A profound silence succeeded within the fort. This lasted for perhaps, two minutes, at the end of which the enemy was seen advancing through the smoke, his troops formed in one compact column, and marching with the steady tread of assured victors. When Croghan gave the order to fire, such a rattling volley was poured in by the garrison, that the enemy reeled and fell into disorder. But, at this crisis, Lieutenant-colonel Short, who led the British in the assault, sprang to the head of his soldiers, and waving his sword, called to them to follow, bidding them with oaths, to remember that no quarter was to be given. A savage shout answered this address, and the ranks recovering their order, the head of the column rushed forward, and leaped down into the ditch, which was soon densely crowded.
This was the moment for which Croghan had waited. Another minute, perhaps, would have given the fort to the foe; but that minute many of his best men were destined never to see. The single cannon of the garrison, placed so as to rake the assailants, now bore full on the masses of soldiery in the ditch, and the mask being suddenly removed, the whole fearful contents of the piece swept the solid ranks before it. There was a gush of flame, a stunning explosion, and the hissing sound of grape—then, as the white smoke floated back on the besiegers, the prospect was, for an instant, hidden. But when the veil of battle blew aside, a scene of horror was exhibited, such as those who witnessed it have described as one of the most awful on record. At first a lane, perceptible to every eye, and extending right through the densest portion of the assaulting mass, marked the path traversed by the shot, but as the distance from the gun increased, and the grape scattered, this clearly defined line disappeared, and a prospect of the wildest confusion ensued.

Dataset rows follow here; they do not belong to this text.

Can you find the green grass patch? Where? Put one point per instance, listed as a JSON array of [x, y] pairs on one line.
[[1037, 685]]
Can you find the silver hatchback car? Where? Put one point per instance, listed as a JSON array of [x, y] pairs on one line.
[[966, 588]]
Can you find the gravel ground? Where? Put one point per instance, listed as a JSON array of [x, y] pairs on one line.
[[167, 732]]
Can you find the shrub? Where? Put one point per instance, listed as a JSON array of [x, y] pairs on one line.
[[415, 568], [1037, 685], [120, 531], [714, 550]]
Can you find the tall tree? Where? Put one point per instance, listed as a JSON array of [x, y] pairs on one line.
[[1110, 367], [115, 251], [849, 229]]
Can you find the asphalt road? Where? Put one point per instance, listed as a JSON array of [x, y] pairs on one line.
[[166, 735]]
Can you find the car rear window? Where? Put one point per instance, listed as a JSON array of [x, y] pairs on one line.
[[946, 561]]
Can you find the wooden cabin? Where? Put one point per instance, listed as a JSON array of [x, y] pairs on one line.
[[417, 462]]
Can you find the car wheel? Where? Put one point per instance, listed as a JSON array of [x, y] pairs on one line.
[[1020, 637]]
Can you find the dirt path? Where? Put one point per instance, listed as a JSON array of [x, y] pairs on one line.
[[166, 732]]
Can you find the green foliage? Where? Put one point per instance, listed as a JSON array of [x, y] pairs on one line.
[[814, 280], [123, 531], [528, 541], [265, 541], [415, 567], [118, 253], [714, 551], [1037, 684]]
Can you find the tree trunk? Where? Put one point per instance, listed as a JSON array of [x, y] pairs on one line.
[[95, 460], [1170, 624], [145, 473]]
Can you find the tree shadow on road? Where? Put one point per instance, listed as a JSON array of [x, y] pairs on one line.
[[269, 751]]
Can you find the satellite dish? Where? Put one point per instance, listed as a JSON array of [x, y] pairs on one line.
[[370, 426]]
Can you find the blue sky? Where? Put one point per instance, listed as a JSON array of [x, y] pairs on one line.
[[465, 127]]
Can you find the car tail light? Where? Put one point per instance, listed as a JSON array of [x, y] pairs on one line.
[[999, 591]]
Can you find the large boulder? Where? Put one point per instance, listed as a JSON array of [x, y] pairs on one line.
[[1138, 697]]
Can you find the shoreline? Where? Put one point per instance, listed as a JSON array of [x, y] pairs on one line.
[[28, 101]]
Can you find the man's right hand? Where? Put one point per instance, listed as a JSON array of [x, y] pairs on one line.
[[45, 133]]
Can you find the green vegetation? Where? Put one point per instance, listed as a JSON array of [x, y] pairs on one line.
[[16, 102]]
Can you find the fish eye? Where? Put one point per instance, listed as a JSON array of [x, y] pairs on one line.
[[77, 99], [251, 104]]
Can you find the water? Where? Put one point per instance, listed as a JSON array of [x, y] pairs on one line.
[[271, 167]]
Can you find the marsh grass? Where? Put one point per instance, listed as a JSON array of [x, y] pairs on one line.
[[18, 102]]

One third of those who had entered the ditch, lay there a shapeless, quivering mass. In many instances, the dead had fallen on the wounded, and as the latter struggled to extricate themselves, the scene resembled that depicted in old paintings of the Final Judgment, where fiends and men wrestle in horrible contortions. Groans, shrieks, and curses more terrible than all, rose from that Golgotha! The few who retained life and strength, after the first second of amazement, rushed from the post of peril, leaped wildly upon the bank, and communicating their terror to the rest of the column, the whole took to flight, and buried itself in the neighboring woods. As this occurred, such a shout went up to heaven from the conquerors as never had been heard on that wild shore before. And well might the Americans exult—for it was against ten times their own number they had achieved a victory.
In recompense for this gallant exploit, Croghan was elevated to the rank of Lieutenant-Colonel. His name was eulogized in Congress, and hailed with applause throughout the country as that of one, who united in himself the prudence of the veteran, and the courage of the hero.